From All Africa.
African countries must overcome fear of fellow Africans, remove barriers and allow free movement and inter-African trade to take root among their own people in the interest of economic integration and unity, a political analyst says.
Xenophobic tendencies displayed by Zimbabweans and South Africans against their fellow Africans are disturbing and anti-African, political analyst and publisher Dr Ibbo Mandaza told the audience at a public lecture at the University of Zimbabwe Institute of Development Studies, according to a report in All Africa.

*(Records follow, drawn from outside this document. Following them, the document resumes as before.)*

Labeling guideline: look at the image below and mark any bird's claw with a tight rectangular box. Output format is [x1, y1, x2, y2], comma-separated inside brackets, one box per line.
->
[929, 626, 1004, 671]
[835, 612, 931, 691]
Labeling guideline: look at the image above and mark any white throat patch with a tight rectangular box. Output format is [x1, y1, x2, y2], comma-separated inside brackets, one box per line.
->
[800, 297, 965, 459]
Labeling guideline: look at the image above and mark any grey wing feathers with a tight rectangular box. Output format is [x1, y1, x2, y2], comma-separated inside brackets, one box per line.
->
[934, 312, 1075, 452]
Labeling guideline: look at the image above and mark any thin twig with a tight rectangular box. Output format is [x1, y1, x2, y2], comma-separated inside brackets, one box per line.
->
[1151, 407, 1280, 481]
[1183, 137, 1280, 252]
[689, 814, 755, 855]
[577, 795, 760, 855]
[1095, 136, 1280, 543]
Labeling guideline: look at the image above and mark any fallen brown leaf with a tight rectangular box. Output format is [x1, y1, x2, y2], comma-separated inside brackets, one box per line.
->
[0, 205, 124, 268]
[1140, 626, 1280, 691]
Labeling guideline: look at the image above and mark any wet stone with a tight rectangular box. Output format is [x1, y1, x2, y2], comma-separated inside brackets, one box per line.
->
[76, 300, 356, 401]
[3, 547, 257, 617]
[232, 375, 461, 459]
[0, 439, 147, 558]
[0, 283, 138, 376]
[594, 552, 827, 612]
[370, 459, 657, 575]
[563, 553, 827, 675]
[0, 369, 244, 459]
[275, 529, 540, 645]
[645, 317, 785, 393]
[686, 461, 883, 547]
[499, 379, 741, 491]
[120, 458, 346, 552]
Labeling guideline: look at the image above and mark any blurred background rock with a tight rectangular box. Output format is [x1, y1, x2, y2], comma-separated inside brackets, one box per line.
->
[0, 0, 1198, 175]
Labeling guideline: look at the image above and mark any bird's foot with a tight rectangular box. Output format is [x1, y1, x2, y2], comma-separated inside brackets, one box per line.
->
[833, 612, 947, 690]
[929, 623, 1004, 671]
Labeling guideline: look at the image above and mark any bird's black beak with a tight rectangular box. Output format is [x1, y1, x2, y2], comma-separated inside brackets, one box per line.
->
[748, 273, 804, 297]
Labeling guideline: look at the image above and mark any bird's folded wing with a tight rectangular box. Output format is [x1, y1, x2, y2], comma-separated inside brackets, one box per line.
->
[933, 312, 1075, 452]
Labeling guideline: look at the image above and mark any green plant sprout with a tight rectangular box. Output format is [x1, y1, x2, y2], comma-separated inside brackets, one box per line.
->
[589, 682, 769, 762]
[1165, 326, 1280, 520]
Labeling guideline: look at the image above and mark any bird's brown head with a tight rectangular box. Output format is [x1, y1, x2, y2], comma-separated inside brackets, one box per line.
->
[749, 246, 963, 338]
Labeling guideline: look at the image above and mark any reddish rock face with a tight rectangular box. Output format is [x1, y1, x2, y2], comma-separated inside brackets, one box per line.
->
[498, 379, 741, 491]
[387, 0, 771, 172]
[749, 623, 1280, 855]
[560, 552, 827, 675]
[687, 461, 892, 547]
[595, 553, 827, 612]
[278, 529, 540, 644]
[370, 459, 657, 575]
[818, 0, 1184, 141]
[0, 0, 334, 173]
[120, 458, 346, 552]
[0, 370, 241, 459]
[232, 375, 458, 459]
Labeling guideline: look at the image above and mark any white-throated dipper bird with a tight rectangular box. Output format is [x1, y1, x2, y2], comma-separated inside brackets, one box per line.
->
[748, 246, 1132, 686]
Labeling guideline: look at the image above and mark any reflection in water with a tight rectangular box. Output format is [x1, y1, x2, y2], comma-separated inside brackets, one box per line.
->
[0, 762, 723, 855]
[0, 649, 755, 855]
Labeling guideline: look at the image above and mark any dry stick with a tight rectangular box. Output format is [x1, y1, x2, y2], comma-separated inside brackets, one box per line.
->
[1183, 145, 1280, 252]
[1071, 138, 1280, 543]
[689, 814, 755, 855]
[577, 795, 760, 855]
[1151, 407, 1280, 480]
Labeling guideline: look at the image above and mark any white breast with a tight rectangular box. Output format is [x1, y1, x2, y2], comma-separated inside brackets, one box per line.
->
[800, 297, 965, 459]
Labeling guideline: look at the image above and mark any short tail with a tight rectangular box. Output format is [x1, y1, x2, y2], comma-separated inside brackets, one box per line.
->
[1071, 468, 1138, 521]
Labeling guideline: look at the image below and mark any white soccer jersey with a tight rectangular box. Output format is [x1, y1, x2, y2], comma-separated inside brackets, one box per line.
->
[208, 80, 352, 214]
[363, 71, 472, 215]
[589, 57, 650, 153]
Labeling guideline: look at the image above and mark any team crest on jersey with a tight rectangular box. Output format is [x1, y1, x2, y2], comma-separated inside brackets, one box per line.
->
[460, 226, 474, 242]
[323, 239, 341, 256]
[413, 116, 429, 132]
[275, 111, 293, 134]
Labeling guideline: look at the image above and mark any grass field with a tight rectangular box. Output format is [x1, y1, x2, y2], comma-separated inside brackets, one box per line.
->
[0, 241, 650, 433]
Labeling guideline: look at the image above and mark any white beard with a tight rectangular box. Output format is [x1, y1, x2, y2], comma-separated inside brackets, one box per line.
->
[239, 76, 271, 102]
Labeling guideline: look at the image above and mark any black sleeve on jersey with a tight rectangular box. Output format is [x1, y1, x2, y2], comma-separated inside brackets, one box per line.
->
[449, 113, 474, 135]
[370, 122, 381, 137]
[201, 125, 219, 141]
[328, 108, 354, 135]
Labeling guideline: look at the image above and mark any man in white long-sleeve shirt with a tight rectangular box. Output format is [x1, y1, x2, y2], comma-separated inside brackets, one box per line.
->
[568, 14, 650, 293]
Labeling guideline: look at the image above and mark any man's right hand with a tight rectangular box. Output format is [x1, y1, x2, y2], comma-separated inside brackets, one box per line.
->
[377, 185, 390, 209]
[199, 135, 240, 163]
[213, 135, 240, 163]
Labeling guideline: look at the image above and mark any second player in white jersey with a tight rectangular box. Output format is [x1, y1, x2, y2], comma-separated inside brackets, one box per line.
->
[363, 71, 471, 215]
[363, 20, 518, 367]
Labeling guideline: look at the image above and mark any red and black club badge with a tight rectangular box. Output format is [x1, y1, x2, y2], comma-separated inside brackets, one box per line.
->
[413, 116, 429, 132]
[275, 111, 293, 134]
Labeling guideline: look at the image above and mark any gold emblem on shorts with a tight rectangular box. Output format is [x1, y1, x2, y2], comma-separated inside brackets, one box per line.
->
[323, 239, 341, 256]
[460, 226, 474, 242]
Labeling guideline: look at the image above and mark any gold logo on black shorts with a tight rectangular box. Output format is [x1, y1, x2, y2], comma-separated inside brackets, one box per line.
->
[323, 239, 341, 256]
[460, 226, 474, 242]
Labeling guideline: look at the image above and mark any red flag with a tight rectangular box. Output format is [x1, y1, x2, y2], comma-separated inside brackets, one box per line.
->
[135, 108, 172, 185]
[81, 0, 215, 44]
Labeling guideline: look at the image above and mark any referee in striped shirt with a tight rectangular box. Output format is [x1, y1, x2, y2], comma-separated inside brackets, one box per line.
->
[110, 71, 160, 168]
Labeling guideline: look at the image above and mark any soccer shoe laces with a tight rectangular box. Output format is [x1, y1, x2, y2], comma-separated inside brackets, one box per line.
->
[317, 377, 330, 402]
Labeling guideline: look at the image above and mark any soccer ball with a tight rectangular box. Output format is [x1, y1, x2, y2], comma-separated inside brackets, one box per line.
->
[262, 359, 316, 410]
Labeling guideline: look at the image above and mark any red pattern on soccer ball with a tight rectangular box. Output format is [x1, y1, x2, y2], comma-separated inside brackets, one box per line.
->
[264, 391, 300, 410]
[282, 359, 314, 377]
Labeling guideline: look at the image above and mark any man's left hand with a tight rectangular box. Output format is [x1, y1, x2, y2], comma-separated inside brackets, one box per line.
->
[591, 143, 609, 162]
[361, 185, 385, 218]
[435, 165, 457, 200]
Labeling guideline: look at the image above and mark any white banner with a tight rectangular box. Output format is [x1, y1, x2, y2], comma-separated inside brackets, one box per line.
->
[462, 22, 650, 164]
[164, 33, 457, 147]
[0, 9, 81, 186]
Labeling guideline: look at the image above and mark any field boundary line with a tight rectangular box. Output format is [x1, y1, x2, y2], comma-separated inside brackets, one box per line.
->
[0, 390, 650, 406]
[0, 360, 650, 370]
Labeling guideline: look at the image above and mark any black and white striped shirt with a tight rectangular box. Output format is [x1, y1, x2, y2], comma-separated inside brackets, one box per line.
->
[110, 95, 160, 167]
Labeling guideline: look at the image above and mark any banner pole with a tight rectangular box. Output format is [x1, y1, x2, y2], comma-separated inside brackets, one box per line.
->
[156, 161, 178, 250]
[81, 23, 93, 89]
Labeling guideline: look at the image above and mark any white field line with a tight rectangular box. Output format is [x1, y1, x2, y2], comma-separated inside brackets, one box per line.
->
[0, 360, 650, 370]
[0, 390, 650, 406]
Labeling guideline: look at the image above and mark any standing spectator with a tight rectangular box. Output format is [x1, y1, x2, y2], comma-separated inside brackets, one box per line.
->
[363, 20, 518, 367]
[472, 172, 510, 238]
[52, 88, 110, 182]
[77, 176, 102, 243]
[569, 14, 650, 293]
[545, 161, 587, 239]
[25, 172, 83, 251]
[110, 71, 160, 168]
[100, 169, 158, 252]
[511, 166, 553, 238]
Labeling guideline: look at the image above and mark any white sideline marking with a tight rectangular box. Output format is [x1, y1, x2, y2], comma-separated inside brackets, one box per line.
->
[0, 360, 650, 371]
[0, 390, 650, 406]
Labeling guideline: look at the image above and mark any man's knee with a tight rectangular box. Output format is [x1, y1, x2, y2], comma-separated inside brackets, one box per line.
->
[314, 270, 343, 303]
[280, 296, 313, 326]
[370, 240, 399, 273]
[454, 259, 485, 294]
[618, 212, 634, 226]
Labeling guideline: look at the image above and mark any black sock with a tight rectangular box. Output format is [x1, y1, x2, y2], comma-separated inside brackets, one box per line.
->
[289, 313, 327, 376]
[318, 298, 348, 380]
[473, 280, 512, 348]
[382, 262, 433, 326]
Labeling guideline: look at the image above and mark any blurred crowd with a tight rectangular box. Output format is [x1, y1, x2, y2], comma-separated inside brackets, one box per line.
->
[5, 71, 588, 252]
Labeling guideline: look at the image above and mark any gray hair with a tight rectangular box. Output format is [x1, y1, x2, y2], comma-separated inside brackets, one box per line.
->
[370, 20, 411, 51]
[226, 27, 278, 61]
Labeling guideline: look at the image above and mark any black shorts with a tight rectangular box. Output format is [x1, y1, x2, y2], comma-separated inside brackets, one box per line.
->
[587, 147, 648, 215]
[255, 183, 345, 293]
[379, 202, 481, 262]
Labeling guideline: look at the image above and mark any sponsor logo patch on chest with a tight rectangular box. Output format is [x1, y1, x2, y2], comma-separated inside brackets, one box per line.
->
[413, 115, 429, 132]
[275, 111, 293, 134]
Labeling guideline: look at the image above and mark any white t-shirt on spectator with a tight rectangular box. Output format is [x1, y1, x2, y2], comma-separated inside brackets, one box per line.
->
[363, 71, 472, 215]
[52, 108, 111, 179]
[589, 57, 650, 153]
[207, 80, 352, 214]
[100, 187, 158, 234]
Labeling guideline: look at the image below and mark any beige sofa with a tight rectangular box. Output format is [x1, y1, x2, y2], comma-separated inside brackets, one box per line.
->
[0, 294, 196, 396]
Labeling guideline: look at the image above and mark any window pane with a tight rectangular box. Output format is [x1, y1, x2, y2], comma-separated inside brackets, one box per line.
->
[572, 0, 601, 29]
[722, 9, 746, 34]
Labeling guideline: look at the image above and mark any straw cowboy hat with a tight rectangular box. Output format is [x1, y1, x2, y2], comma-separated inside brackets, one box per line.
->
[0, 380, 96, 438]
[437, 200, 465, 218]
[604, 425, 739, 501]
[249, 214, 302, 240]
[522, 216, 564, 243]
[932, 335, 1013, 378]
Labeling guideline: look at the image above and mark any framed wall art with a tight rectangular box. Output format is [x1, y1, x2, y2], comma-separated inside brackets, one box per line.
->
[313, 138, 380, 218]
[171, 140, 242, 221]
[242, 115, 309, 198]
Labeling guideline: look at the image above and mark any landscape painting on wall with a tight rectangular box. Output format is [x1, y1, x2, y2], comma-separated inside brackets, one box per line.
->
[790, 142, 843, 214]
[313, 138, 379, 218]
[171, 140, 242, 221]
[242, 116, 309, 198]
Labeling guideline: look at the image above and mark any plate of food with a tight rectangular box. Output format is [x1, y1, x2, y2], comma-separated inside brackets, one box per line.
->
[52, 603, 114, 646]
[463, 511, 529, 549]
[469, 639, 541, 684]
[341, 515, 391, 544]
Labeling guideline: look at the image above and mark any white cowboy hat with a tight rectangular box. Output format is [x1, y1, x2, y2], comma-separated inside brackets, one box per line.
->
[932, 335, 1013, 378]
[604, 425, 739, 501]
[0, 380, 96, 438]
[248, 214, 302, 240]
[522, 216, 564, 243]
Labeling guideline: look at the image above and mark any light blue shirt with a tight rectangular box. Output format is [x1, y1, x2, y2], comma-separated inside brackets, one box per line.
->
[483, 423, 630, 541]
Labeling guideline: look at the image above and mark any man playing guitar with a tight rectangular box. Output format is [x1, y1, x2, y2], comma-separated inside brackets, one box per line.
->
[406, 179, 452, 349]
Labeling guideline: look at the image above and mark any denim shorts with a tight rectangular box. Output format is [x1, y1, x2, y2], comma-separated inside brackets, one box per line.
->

The lecture provided a platform for speakers to reflect on the 50th anniversary of the founding of the African Union. The theme was, “Fifty Year Journey of the African Union: Achievements, Challenges and Prospects.”
“Zimbabweans and South Africans seem to suffer from very acute amnesia forgetting the sacrifices that were made by other African countries for them to be liberated,” Mandaz said. “Nigerians in the 1970s gave a $1 each for the liberation fund. We cannot be pan Africanists while at the same time we are xenophobic, calling Malawians and Zambians ‘aliens.'”
Also speaking at the lecture, University Vice Chancellor Prof. Levy Nyagura said, “Most of the issues that were echoed by our forefathers in 1963 when the (African Union) was founded are still relevant today. The question we have to ask ourselves is how far have we gone in realizing Kwame Nkrumah’s dream of a united Africa?”